Dabney took the box, laughing, and ran to the kitchen.
Aunt Studney was in the kitchen taking a little coffee. Howard’s little boy, Pleas, who was on the back porch twisting smilax on the altar, came stealing in behind Roxie and tried to look in Aunt Studney’s sack. But Aunt Studney was up with a kettle off the stove and like lightning poured it over him, making him yell and run off as if the devil had him.
“Why, Aunt Studney,” said Dabney. “I wanted to invite you to my wedding!”
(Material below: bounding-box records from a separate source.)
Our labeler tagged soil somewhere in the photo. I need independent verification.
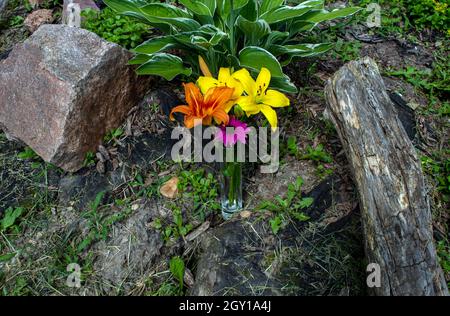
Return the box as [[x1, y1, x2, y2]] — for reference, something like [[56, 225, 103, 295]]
[[0, 1, 445, 295]]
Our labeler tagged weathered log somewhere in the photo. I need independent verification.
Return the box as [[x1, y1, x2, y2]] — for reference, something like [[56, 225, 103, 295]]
[[325, 58, 448, 295]]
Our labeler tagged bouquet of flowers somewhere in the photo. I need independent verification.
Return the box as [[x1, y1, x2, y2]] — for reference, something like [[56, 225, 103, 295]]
[[171, 57, 290, 218]]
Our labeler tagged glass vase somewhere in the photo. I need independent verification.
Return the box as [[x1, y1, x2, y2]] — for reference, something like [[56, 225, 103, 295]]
[[220, 162, 243, 220]]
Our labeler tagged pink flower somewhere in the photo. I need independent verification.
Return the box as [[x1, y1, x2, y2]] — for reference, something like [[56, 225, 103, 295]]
[[216, 116, 250, 147]]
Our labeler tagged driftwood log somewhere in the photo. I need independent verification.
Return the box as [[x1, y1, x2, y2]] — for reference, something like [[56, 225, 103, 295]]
[[325, 58, 448, 295]]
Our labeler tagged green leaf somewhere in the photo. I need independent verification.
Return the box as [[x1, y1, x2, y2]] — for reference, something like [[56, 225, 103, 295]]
[[270, 76, 298, 93], [1, 207, 24, 231], [270, 216, 283, 235], [0, 252, 16, 262], [264, 31, 289, 49], [139, 3, 201, 32], [239, 46, 284, 77], [292, 212, 311, 222], [103, 0, 148, 13], [128, 54, 152, 65], [137, 53, 192, 81], [260, 0, 284, 14], [179, 0, 216, 17], [104, 0, 148, 23], [299, 7, 361, 23], [169, 257, 186, 289], [217, 0, 249, 21], [236, 16, 270, 45], [298, 198, 314, 208], [261, 0, 323, 24], [239, 0, 259, 21], [132, 35, 176, 54]]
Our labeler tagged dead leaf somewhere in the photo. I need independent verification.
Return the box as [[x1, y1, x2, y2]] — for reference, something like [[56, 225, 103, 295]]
[[183, 268, 195, 289], [159, 177, 178, 199], [239, 211, 252, 219], [185, 221, 211, 241], [96, 161, 106, 174]]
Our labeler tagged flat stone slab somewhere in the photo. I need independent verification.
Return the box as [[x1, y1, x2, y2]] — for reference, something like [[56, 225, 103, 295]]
[[0, 25, 149, 171]]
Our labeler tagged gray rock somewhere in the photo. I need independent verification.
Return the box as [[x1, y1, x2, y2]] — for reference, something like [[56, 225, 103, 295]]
[[94, 201, 180, 293], [0, 25, 149, 171], [189, 178, 364, 296], [0, 0, 9, 24], [0, 0, 8, 14], [62, 0, 100, 24]]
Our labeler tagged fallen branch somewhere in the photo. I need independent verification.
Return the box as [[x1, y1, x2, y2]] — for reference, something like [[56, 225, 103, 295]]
[[325, 58, 448, 295]]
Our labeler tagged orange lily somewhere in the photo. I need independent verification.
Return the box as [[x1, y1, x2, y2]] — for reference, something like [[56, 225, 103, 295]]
[[170, 82, 234, 128]]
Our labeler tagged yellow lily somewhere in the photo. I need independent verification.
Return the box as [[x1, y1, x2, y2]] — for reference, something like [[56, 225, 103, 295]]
[[197, 68, 244, 113], [233, 68, 290, 129]]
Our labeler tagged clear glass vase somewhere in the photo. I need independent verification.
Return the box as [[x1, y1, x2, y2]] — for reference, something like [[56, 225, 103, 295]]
[[220, 162, 243, 220]]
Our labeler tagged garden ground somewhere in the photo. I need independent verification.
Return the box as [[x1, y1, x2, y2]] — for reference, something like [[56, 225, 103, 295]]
[[0, 1, 450, 295]]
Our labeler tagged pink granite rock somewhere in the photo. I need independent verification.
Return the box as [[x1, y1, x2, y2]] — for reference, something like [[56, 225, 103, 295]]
[[23, 9, 54, 33], [0, 25, 150, 171]]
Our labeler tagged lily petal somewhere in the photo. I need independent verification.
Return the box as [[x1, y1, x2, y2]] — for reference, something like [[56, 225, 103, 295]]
[[205, 87, 234, 112], [170, 105, 192, 121], [197, 77, 219, 94], [261, 104, 278, 130], [213, 108, 230, 125], [184, 82, 204, 114], [236, 96, 261, 115], [225, 101, 236, 113], [218, 67, 231, 85], [256, 67, 272, 96], [261, 90, 290, 108], [232, 68, 256, 97]]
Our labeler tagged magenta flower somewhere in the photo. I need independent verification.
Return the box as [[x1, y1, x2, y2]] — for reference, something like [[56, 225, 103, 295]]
[[216, 116, 250, 147]]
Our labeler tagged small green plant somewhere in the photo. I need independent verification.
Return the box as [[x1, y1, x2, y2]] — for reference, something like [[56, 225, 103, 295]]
[[421, 151, 450, 202], [76, 192, 132, 253], [436, 240, 450, 277], [169, 257, 186, 293], [404, 0, 450, 32], [178, 168, 220, 221], [0, 207, 25, 232], [153, 205, 193, 242], [300, 144, 333, 163], [287, 136, 299, 156], [104, 0, 360, 92], [17, 147, 39, 160], [8, 15, 25, 27], [258, 177, 314, 235], [83, 151, 95, 168], [82, 8, 149, 49], [103, 128, 124, 143], [332, 39, 362, 62]]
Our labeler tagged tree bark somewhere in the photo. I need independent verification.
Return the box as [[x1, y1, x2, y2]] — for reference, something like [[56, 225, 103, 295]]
[[325, 58, 448, 296]]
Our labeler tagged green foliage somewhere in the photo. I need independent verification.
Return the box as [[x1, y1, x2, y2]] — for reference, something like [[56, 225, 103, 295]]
[[77, 192, 131, 253], [437, 240, 450, 275], [301, 144, 333, 163], [83, 151, 95, 168], [178, 169, 220, 221], [258, 177, 314, 235], [169, 257, 185, 292], [17, 147, 39, 160], [0, 207, 25, 232], [103, 128, 124, 143], [105, 0, 359, 92], [422, 155, 450, 202], [82, 8, 149, 49], [357, 0, 450, 35], [156, 205, 193, 242], [403, 0, 450, 32], [8, 15, 25, 27]]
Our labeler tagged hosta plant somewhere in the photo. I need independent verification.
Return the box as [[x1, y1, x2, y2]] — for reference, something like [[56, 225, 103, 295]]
[[104, 0, 359, 92]]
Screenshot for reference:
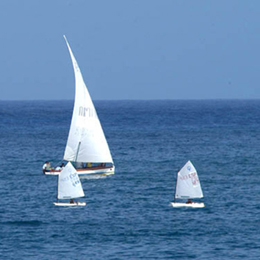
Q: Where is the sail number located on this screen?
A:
[79,106,97,117]
[180,172,199,185]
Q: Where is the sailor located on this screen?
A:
[42,161,51,173]
[55,163,64,171]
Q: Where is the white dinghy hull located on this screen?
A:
[53,202,86,207]
[171,202,205,208]
[45,166,115,177]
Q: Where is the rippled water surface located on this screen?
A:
[0,100,260,260]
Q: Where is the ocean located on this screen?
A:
[0,100,260,260]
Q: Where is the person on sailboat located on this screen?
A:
[42,161,51,173]
[70,199,78,204]
[55,163,65,171]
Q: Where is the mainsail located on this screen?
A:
[58,162,85,199]
[64,36,113,163]
[175,161,203,199]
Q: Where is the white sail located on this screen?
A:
[64,36,113,163]
[58,162,85,199]
[175,161,203,199]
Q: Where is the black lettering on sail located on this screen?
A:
[79,106,97,117]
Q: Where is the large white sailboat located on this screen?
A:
[171,161,205,208]
[45,36,115,176]
[53,162,86,207]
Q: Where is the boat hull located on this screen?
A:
[53,202,86,207]
[171,202,205,208]
[44,166,115,177]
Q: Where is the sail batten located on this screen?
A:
[64,36,113,163]
[175,161,203,199]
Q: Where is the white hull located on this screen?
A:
[45,166,115,177]
[53,202,86,207]
[171,202,205,208]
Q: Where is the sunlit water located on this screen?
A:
[0,100,260,260]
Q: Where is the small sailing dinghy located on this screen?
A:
[54,162,86,207]
[45,36,115,176]
[171,161,205,208]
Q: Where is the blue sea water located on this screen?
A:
[0,100,260,260]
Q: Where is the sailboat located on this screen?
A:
[45,36,115,176]
[54,162,86,207]
[171,161,205,208]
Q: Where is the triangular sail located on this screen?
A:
[58,162,85,199]
[175,161,203,199]
[64,36,113,163]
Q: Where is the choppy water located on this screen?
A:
[0,100,260,260]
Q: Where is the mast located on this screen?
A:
[75,142,81,162]
[57,175,60,202]
[174,171,179,202]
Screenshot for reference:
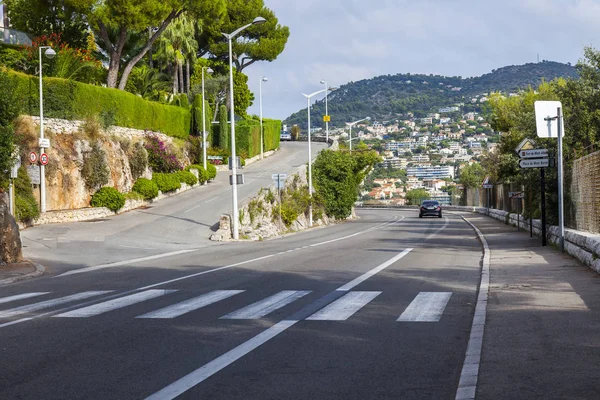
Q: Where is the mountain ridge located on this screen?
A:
[283,60,579,129]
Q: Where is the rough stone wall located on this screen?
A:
[571,152,600,233]
[31,117,178,211]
“Ain’t studyin’ you,” said Aunt. Studney. She lifted her coffee cup in her quick, horny hand that was bright pink inside, and drank. Then she was gone with her sack.
48
PRIMROSE and Jim Allen came up to Shellmound in time to sit down to dinner, to Battle’s teasing. And as it turned out, Primrose was making the chicken salad (which Roxie had luckily cut up for her), Ellen baking the beaten biscuit with Robbie (swallowed in a Fairchild apron) watching the pans, Tempe rolling out her cornucopias, and Roxie and Pinchy squeezing the fruit for the punch, all in the kitchen together. Jim Allen had spent the morning making green and white mints, which they all declared were better than the Memphis mints, so she lay down and dozed a little on a bed.
“Mr. Horace,” Vi’let said coming through the shade in the yard with more napkins dry enough to iron, “you standin’ up pretty good.” All Horace had to do was wash cars and shine them, and get his flashlight ready for tonight, make sure it would burn. Preacher, the Grove chauffeur, who thought yesterday he had better not try to carry so much as a paper lantern in his old age, never do anything except drive an electric automobile, felt younger today and said he would be glad to fish seeds out of cook’s juice, give him a spoon.
Some wagons loaded with planks came up in the yard, and Howard was told to fix a dancing place as he saw fit — but hurry! — out of an old landing Mr. Battle was sending up from the river. “Mr. Battle sure love doin’ things at las’ minute, don t he, Miss Ellen?” laughed Howard from the top of his ladder, making it sound attractive, even irresistible, of Mr. Battle.
“Don’t you fall off that ladder, Howard, before you come down and nail those planks! Dancing on the platform’s what the lanterns are for.”
“No’m, I ain’t goin fall off dis ladder. Dance, yes, ma’amJ”
Laura heard behind the bathroom door sounds of great splashing, and in between the splashes Dabney’s voice, talking to Bluet.
“Now, Bluet, you mustn’t ever brag.”
“What’s brag?”
Splash, splash.
“And Bluet, you mustn’t ever tell a lie.”
“What’s tell a lie?”
Splash, splash.
Laura banged on the door. “Let me in! I have to get ready too!”
They let her in. There were all the girls— tall Shelley too, naked and splashing. And they had Ranny, so little and sweet still. There was water everywhere, even dotting the fireplace like beads on a forehead. Bluet was in the center of the big pedestaled bathtub and they were squeezing washrags over her and putting soap on her hands, which she stuck forward for them. Bluet, her long hair pinned up in a topknot, was very serious today, at the same time slithering like a fish.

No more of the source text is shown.